Trwa wielki finał Szlachetnej Paczki. „Gość” przyglądał się pracy wolontariuszy rejonu Płock Centrum. Od piątku ich baza pęka w szwach od prezentów, które trafiają do 85 rodzin.
Płock, 12.12.2015. Wolontariusze Szlachetnej Paczki rejonu płockiego Agnieszka Małecka /Foto Gość Spędzili wiele godzin na warsztatach i wywiadach środowiskowych, kwalifikując rodziny do bazy Szlachetnej Paczki, ale dopiero teraz, gdy pracują razem i paczki docierają do potrzebujących, czują sami tę niezwykłą atmosferę. - Ten finał jest bardzo męczący, ale dodaje skrzydeł - mówią płoccy wolontariusze. Od rana panował spory ruch w ich bazie, która mieści się w budynku Ochotniczej Straży Pożarnej na ul. Sierpeckiej.
Ten rejon Szlachetnej Paczki obejmuje w tym roku swoją pomocą 85 rodzin z Płocka i okolic, w tym Słubic, Sikorza, Parzenia i Siecienia. Darczyńcy z Płocka wsparli też 8 rodzin z Raciąża.
Ekipę w charakterystycznych czerwonych koszulkach tworzy 41 wolontariuszy, w przedziale od 17 roku życia do wieku emerytalnego. Przeważa płeć żeńska, ale widać też dwóch męskich „rodzynków”. Nie brakuje „dinozaurów” - osiem osób jest w Paczce po raz kolejny. Po raz pierwszy włączył się Płocki Wolontariat. Są też uczniowie, studenci, ludzie różnych zawodów i z rozmaitych środowisk.
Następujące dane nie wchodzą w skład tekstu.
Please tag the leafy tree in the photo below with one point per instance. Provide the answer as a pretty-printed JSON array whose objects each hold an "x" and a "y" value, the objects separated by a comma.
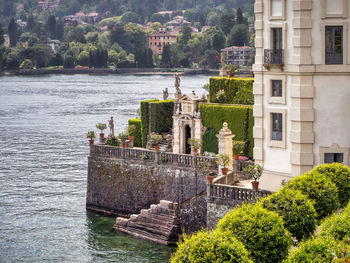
[
  {"x": 13, "y": 33},
  {"x": 2, "y": 39},
  {"x": 239, "y": 36}
]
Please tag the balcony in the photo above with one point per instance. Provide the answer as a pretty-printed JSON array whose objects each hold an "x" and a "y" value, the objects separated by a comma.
[{"x": 273, "y": 57}]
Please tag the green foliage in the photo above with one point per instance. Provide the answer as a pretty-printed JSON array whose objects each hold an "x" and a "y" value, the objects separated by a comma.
[
  {"x": 162, "y": 116},
  {"x": 318, "y": 188},
  {"x": 236, "y": 90},
  {"x": 210, "y": 142},
  {"x": 239, "y": 119},
  {"x": 144, "y": 120},
  {"x": 340, "y": 175},
  {"x": 337, "y": 226},
  {"x": 137, "y": 132},
  {"x": 204, "y": 247},
  {"x": 253, "y": 171},
  {"x": 113, "y": 141},
  {"x": 262, "y": 232},
  {"x": 316, "y": 251},
  {"x": 297, "y": 211}
]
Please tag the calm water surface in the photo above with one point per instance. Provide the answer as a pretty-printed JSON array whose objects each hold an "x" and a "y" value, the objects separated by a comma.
[{"x": 43, "y": 165}]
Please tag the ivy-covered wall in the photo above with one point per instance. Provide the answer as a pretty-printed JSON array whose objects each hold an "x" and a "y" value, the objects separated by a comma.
[
  {"x": 162, "y": 116},
  {"x": 144, "y": 120},
  {"x": 137, "y": 133},
  {"x": 233, "y": 90},
  {"x": 239, "y": 119}
]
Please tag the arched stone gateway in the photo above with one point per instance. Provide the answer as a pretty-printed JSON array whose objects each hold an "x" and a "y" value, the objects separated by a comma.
[{"x": 186, "y": 122}]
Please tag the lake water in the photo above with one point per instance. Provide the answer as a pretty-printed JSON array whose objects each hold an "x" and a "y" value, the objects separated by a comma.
[{"x": 43, "y": 165}]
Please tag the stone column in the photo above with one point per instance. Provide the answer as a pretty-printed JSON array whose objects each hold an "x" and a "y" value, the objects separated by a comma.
[{"x": 225, "y": 137}]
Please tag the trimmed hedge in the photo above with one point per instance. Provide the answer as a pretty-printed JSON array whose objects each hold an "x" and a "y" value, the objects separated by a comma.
[
  {"x": 144, "y": 120},
  {"x": 337, "y": 226},
  {"x": 162, "y": 116},
  {"x": 137, "y": 133},
  {"x": 320, "y": 189},
  {"x": 240, "y": 121},
  {"x": 204, "y": 247},
  {"x": 316, "y": 251},
  {"x": 237, "y": 90},
  {"x": 262, "y": 232},
  {"x": 340, "y": 175},
  {"x": 297, "y": 212}
]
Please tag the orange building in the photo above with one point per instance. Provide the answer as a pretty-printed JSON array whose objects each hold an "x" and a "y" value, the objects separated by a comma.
[{"x": 158, "y": 40}]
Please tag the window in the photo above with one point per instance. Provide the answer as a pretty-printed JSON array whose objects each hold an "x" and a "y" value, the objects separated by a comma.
[
  {"x": 276, "y": 90},
  {"x": 334, "y": 44},
  {"x": 277, "y": 124},
  {"x": 334, "y": 157}
]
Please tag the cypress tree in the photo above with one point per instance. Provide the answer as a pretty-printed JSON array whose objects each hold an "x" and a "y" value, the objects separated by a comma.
[{"x": 12, "y": 31}]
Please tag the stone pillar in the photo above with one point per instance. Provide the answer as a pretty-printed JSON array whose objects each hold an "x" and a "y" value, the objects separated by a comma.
[{"x": 225, "y": 137}]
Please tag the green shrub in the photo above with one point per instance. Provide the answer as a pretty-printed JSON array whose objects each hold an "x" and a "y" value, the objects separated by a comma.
[
  {"x": 236, "y": 90},
  {"x": 315, "y": 251},
  {"x": 204, "y": 247},
  {"x": 210, "y": 142},
  {"x": 144, "y": 120},
  {"x": 337, "y": 226},
  {"x": 261, "y": 231},
  {"x": 297, "y": 211},
  {"x": 240, "y": 121},
  {"x": 162, "y": 116},
  {"x": 137, "y": 132},
  {"x": 319, "y": 189},
  {"x": 340, "y": 175}
]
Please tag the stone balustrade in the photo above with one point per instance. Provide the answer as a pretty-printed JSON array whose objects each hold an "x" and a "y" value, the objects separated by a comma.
[{"x": 184, "y": 160}]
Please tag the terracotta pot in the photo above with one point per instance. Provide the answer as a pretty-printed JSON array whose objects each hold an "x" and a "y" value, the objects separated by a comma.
[
  {"x": 255, "y": 185},
  {"x": 210, "y": 179}
]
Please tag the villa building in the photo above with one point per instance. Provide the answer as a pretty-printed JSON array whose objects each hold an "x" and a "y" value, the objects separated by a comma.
[
  {"x": 158, "y": 40},
  {"x": 238, "y": 55},
  {"x": 302, "y": 85}
]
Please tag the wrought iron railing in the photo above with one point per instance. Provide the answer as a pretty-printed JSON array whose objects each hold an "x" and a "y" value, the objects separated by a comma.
[
  {"x": 273, "y": 57},
  {"x": 184, "y": 160},
  {"x": 236, "y": 194}
]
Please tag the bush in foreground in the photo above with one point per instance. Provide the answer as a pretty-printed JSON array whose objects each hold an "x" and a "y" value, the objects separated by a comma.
[
  {"x": 319, "y": 189},
  {"x": 262, "y": 232},
  {"x": 297, "y": 211},
  {"x": 204, "y": 247},
  {"x": 340, "y": 175}
]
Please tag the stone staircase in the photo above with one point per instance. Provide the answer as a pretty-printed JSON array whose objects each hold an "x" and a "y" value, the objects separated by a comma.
[{"x": 158, "y": 224}]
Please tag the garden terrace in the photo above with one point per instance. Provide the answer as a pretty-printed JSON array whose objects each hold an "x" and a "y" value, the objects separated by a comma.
[{"x": 184, "y": 160}]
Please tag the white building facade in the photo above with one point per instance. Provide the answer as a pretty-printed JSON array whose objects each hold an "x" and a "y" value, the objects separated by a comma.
[{"x": 302, "y": 85}]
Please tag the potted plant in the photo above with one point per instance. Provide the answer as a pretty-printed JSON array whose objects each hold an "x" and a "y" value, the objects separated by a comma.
[
  {"x": 91, "y": 135},
  {"x": 205, "y": 166},
  {"x": 238, "y": 147},
  {"x": 123, "y": 137},
  {"x": 131, "y": 130},
  {"x": 254, "y": 172},
  {"x": 223, "y": 159},
  {"x": 101, "y": 127},
  {"x": 156, "y": 139},
  {"x": 195, "y": 143}
]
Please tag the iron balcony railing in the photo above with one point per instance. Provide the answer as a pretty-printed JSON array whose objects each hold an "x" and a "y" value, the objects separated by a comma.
[{"x": 273, "y": 57}]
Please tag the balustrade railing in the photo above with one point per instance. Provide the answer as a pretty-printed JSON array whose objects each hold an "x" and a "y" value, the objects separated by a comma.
[
  {"x": 239, "y": 195},
  {"x": 185, "y": 160}
]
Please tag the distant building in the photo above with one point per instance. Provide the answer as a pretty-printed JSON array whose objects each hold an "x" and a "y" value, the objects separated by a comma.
[
  {"x": 158, "y": 40},
  {"x": 238, "y": 55},
  {"x": 54, "y": 44}
]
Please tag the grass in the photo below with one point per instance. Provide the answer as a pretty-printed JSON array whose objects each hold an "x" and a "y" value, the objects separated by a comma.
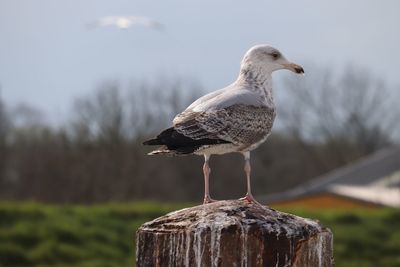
[{"x": 33, "y": 234}]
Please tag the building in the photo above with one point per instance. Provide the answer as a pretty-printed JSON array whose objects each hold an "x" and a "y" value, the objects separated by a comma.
[{"x": 373, "y": 181}]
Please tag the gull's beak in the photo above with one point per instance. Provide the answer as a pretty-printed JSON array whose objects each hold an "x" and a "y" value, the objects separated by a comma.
[{"x": 294, "y": 67}]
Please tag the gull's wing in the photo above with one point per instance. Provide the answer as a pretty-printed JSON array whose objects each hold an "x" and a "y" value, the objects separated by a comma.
[{"x": 236, "y": 116}]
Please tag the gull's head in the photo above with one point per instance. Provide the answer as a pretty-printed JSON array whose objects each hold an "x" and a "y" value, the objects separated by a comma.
[{"x": 265, "y": 58}]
Ale w tych dniach nie ma tytułów, stanowisk; jest po prostu Kasia, Małgosia, Ola... Łączy ich idea, wyrażona logo - sercem Szlachetnej Paczki.
- Ja po prostu zalogowałam się w Internecie jako wolontariusz, i tak tu trafiłam. Co mnie motywowało? Chciałam pomagać, a jednocześnie zobaczyć świat od innej, lepszej strony i myślę, że to się udało - mówi Małgorzata Kalinowska.
Po raz pierwszy w SZP jest Katarzyna Królikowska. - Na początku trochę mnie to przerażało, te ankiety, to wszystko, co moglibyśmy nazwać biurokracją. Ale teraz widzę, jak to jest potrzebne, bo dzięki temu wszystko jest tu przejrzyste i uczciwe. Dzisiaj dopiero, gdy wszyscy się spotkaliśmy, poczułam tę atmosferę. Od rana panuje tu pozytywny zamęt - mówi.
Faktycznie, w siedzibie SZP niemal pachnie Świętami Bożego Narodzenia. Wolontariuszki zrobiły stroiki z igliwia, zawiesiły ozdoby choinowe, popiekły ciastka, przygotowały też drobne upominki dla darczyńców. Ktoś je zapytał: „Czy tu będzie jakieś przyjęcie?” i otrzymał odpowiedź: „nie, to wszystko dla państwa”. Bo ludzie „Paczki” dbają o najmniejszy szczegół; także o to, by każdy, kto otworzył serce i kieszeń dla potrzebujących poczuł się, jak w rodzinie. - Żeby być wolontariuszem Szlachetnej Paczki trzeba być człowiekiem otwartym na świat, wrażliwym i odważnym - mówi Katarzyna Racińska, liderka rejonu płockiego.
Kto pomaga? Darczyńcami są urzędnicy, pracownicy firm, korporacji, dzieci i młodzież szkolna, i wiele osób indywidualnych. Średni koszt takiej paczki wyniósł około 3 tys. zł, dlatego tu potrzeba wielu ludzi dobrej woli i otwartych serc.